With 826 bacterial genera identified, the level of diversity in F. candida approaches that described in the hindgut of termites, wood-feeding insects that have one of the most complex microbiota of any animal group30. Other soil invertebrates are characterized by comparable or even higher levels of microbial diversity. For example, Pass et al.31, studied the microbiome of the earthworm Lumbricus rubellus and found no less than 9 120 host-specific OTUs. This very diverse community was dominated by Proteobacteria and Actinobacteria, very similar to the situation in F. candida. High diversity was also observed in the gut of two cockroach species, with approximately 1 000 OTUs32, whereas slightly lower counts were detected in the ant Cephalotes varians (445 OTUs), in the compost worm Eisenia fetida (338 OTUs) and in the isopod Armadillidium vulgare (153 OTUs)33,34,35.

The bacterial community in F. candida was dominated by Proteobacteria species, and within this group the Gammaproteobacteria were particularly abundant (21% of the reads). Proteobacteria, a large taxon of functionally diverse bacteria, dominate the microbiome of terrestrial insects and other soil invertebrates such as earthworms, nematodes and isopods31,36,37,38,39. Pseudomonas, one of the most abundant bacteria detected in F. candida, is commonly found in the microbiome of soil invertebrates like termites, ants and beetles, isopods and nematodes, as well as in their environment34,35,37,40. Pseudomonas, together with Rickettsia and Chryseobacterium, was also the most abundant OTU in the microbiome of the springtail Orchesella cincta41. Another abundant bacterium in F. candida was Paraburkholderia. This genus includes many soil species, a few of which are used as plant probiotics thanks to their growth-promoting and possibly defensive properties42. Other members of the Proteobacteria identified in F. candida’s microbiota were Sphingopixis, Stenotrophomonas, Pseudoxanthomonas, Burkholderia, all of which were detected in soil invertebrates (worms, cockroaches, termites, ants and beetles)37. The most abundant bacterium in F. candida was Microbacterium.
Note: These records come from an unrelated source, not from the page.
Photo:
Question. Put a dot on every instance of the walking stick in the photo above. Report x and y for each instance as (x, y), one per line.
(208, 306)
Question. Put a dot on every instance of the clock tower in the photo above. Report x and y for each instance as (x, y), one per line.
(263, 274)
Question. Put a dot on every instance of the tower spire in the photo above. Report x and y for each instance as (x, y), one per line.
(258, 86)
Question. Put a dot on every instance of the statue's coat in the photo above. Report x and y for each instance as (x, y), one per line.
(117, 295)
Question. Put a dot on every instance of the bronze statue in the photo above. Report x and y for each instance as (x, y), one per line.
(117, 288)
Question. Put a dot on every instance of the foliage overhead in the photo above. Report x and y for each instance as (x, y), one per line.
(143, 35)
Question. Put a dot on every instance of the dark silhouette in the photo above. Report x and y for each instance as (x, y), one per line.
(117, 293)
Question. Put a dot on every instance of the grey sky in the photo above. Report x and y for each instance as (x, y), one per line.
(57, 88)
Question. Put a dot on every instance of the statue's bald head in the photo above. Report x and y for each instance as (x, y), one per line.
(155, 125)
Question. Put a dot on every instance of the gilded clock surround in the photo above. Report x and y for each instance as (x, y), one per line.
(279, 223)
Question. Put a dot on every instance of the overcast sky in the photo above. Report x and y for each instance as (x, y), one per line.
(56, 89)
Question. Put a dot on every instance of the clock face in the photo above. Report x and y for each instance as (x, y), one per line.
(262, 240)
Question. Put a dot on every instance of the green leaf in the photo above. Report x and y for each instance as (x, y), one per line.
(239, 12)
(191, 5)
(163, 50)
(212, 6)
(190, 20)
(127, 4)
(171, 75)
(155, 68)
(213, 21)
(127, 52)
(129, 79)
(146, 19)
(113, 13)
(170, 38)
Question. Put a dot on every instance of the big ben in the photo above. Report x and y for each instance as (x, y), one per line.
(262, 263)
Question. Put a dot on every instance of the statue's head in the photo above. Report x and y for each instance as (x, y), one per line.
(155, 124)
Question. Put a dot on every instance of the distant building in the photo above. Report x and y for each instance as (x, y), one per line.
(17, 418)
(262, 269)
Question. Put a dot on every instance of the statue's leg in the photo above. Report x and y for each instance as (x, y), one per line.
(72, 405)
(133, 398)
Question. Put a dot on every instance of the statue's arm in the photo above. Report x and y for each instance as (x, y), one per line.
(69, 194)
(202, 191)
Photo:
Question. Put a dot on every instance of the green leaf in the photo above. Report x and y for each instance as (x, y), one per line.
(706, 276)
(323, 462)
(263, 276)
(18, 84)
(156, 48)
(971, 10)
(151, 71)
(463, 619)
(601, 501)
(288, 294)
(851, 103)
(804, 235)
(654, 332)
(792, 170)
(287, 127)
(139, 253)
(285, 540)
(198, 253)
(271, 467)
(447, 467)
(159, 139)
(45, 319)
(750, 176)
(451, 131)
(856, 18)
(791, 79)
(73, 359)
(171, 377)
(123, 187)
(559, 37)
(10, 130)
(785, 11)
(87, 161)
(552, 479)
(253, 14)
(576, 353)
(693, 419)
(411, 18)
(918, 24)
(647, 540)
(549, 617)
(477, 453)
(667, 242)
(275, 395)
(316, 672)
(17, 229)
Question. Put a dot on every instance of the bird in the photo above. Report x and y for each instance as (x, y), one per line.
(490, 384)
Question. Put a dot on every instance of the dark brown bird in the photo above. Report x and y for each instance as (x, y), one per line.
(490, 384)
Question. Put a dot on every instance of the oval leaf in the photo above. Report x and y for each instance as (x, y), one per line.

Members of the Microbacteriaceae have been previously identified in different species of beetles43,44, and Actinobacteria in general (although in low amounts) have been found in cockroaches23 and in a few species of insects (ants, beetles and termites) characterized by nutritional symbioses with fungi33,40. Actinobacteria are also one of the dominant bacterial groups in other soil invertebrates such as earthworms31,34,45.

The observed bacterial diversity in F. candida is comparable to that previously detected by 16S high-throughput sequencing in the same lab-reared population of springtails25. However, the taxonomic distribution between the two studies is very different. Based on 16S sequencing, Pseudomonas was the most abundant bacterial genus with 42% of the reads25. Nine other dominant OTUs were identified, including Bacillus (19% of the reads), a member of the Actinomycetales (9%), Escherichia sp. (4%) and Ochrobactrum sp. (3%). Microbacterium accounted only for 0.3% of the read, and Paraburkholderia was not identified. This discrepancy can be explained by the difference in sequencing methods applied. High-throughput amplicon sequencing is subjected to PCR bias, with differences in the amplification efficiency of DNA from different bacterial species; in shotgun metagenomic sequencing, on the other hand, biases can be caused by the method chosen for taxonomic assignment, possibly leading to misidentifications46.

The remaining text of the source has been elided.